Music Venue Trust Issue 6 Point Plan to Manage Impact of Restrictions on Grassroots Music Venues

Music Venue Trust has today issued a six point plan for government intervention to manage the impact of extended restrictions on grassroots music venues.

OFFICIAL PRESS RELEASE


NEWS PROVIDED BY
Music Venue Trust

Music Venue Trust CEO Mark Dayvd has called on the government to implement the following measures to prevent widespread venue closures:

  1. Extend the moratorium on Commercial eviction, due to end on 30 June, until 30 September. No grassroots music venue should face eviction because the government will not allow it to open and trade to be able to pay its rent

  2. Cancel the introduction of Business Rates from 1 July and extend 100% rate relief until 31 March 2022. It is frankly bizarre for the government to impose a tax on premises it is simultaneously legislating cannot trade in order to pay that tax

  3. Extend Bounce Back Loans and CBIL interest and payment free period until 30 September. Again, it is an unsustainable position for government to permit banks and other lenders it is has authorised and funded to loan money to grassroots music venues to seek payment of those loans from businesses the government says cannot operate.

  4. Explore the Australian model of rent debt settlement, which has brokered a government supported division of rent debt. The best landlords in the UK have already reached arrangements with their tenants to share the impact of Covid. But too many have not, and the burden of rent debt cannot and should not be absorbed solely by tenants. Not pursuing an equal division of the burden of unpaid rent across the sector distorts the marketplace, resulting on venues on the same street being heavily in debt or debt free based on decisions by their landlord.

  5. Immediately release the funds held for Culture Recovery Fund 3, £300 million, through a rapid distribution process that addresses the immediate threat of the permanent closure of grassroots music venues. In the early stages of this crisis the government responded quickly through the Emergency Grassroots Music Venue Fund to ensure closures were avoided. It will not work to release this £300 million in October/November/December - the support is needed now. The government should replicate the April 2020 distribution of EGMVF to address the £36 million in losses the grassroots sector will face in the next 4 weeks

  6. Work with local authorities to release undistributed Restart Grant money, currently £1.6 billion, to cultural premises, including grassroots music venues, without delay to address the challenges of the delay to reopening. Guidance can be issued quickly clearly defining businesses left out of Step 3 as being those which government wishes to see receive local authority support

Specifically notable is that the first three measures required are caused by government decision; it is the government that is ending the moratorium on evictions, it is the government that wants businesses to start paying rates, it is the government that created the terms and conditions of the loans programme.

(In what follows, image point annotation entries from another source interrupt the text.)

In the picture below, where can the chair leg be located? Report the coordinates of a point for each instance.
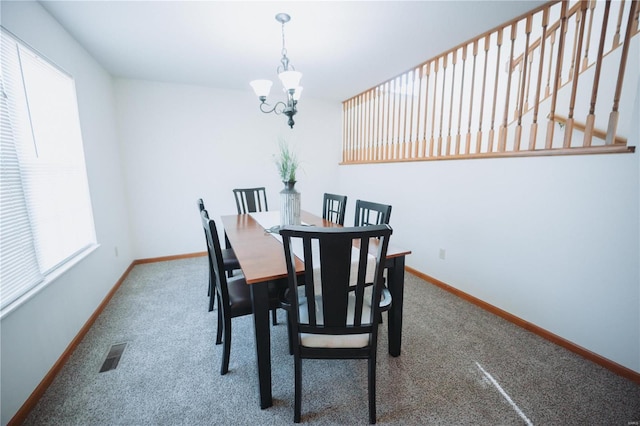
(298, 389)
(212, 295)
(226, 348)
(220, 324)
(290, 333)
(372, 390)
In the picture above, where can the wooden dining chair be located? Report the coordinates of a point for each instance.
(370, 213)
(333, 208)
(332, 313)
(234, 294)
(229, 260)
(250, 200)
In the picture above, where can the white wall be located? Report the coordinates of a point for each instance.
(552, 240)
(34, 335)
(181, 143)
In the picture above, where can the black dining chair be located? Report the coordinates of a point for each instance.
(229, 260)
(234, 294)
(333, 208)
(251, 200)
(332, 315)
(370, 213)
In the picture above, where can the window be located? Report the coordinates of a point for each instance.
(45, 209)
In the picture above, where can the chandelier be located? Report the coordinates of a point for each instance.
(290, 79)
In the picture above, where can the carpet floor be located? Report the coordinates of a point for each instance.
(459, 365)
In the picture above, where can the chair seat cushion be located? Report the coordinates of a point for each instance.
(332, 340)
(240, 296)
(229, 260)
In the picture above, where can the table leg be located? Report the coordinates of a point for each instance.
(395, 276)
(260, 302)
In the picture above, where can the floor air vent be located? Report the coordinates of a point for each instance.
(113, 357)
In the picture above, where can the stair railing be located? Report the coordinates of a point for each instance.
(477, 99)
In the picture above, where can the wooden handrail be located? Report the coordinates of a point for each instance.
(582, 127)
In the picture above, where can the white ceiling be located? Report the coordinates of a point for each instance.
(341, 47)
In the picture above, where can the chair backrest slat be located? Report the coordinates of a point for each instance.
(365, 210)
(338, 285)
(251, 200)
(334, 207)
(216, 264)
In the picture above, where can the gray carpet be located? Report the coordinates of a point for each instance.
(459, 365)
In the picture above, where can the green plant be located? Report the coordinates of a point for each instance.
(286, 162)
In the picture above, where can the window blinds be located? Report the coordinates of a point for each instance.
(45, 209)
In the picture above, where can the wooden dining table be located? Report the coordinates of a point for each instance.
(261, 258)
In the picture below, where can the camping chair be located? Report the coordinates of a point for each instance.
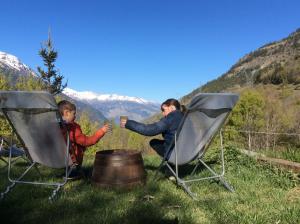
(203, 119)
(6, 146)
(35, 119)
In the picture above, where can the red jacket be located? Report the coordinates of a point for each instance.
(79, 141)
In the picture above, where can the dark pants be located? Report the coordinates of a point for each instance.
(159, 146)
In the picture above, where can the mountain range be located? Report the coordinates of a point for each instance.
(113, 105)
(98, 106)
(274, 63)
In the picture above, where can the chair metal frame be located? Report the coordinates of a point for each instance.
(13, 160)
(57, 185)
(183, 182)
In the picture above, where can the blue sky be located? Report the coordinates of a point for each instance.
(155, 49)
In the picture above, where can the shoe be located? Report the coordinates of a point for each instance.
(75, 174)
(172, 178)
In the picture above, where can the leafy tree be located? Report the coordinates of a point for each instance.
(29, 83)
(4, 84)
(51, 78)
(249, 112)
(4, 126)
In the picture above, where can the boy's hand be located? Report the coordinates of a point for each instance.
(123, 121)
(105, 128)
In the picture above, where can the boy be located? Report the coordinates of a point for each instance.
(78, 140)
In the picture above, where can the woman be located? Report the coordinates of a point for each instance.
(167, 126)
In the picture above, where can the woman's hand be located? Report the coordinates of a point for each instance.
(106, 128)
(123, 121)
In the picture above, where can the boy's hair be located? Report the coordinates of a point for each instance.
(65, 105)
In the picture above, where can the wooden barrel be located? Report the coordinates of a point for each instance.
(118, 168)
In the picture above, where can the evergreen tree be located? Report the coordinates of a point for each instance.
(51, 78)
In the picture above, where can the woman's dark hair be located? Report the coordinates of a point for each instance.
(175, 103)
(65, 105)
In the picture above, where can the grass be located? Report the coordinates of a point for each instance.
(263, 195)
(292, 154)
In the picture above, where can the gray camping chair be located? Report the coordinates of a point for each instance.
(6, 146)
(34, 118)
(203, 119)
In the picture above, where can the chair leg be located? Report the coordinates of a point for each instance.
(187, 189)
(7, 190)
(162, 164)
(226, 184)
(55, 191)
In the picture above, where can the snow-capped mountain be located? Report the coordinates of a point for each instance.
(99, 106)
(113, 105)
(10, 63)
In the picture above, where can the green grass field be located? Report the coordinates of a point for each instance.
(262, 195)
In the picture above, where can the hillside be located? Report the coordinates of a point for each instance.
(274, 63)
(12, 68)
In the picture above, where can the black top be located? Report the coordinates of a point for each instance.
(167, 126)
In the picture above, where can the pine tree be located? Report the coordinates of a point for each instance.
(51, 78)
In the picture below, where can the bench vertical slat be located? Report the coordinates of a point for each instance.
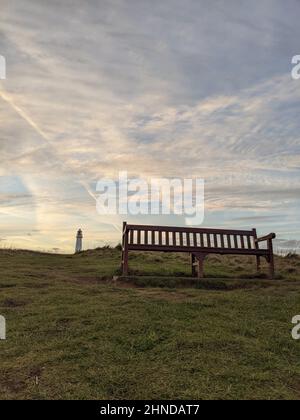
(249, 242)
(181, 238)
(235, 241)
(228, 241)
(131, 232)
(188, 241)
(216, 241)
(222, 241)
(195, 239)
(242, 241)
(174, 238)
(153, 237)
(160, 237)
(201, 240)
(208, 240)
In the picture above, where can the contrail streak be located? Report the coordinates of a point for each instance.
(8, 99)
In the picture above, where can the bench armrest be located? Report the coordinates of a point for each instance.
(266, 238)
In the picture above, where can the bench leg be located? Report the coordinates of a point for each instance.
(193, 262)
(125, 262)
(258, 264)
(200, 257)
(271, 267)
(200, 268)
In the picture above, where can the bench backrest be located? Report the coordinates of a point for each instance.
(173, 238)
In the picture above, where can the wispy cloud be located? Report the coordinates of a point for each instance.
(157, 89)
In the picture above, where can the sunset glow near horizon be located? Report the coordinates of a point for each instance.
(197, 89)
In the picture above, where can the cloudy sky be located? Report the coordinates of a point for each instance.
(198, 88)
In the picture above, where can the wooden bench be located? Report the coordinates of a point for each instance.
(199, 242)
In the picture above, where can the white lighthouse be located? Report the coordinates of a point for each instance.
(78, 247)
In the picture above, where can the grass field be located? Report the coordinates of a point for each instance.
(73, 332)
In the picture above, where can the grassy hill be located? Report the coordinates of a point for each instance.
(74, 332)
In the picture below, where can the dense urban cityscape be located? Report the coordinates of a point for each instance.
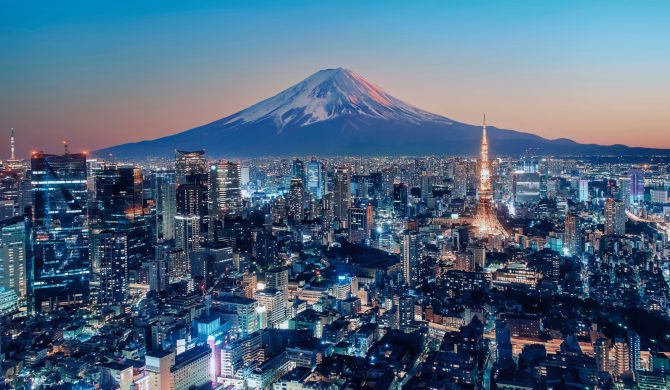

It is not just that the government needs to take positive action to prevent closures through distributing the £300 million fund that it already has, ensuring that the impact of Covid debt is distributed equally between key stakeholders, and ensuring grassroots music venues are prioritised for Restart Grants- it is also the case that the government needs to take its foot off the accelerator of tax, legislation and debt that it imagined would be able to be addressed from 21 June and apply a brake to its own demands on the sector it is restricting.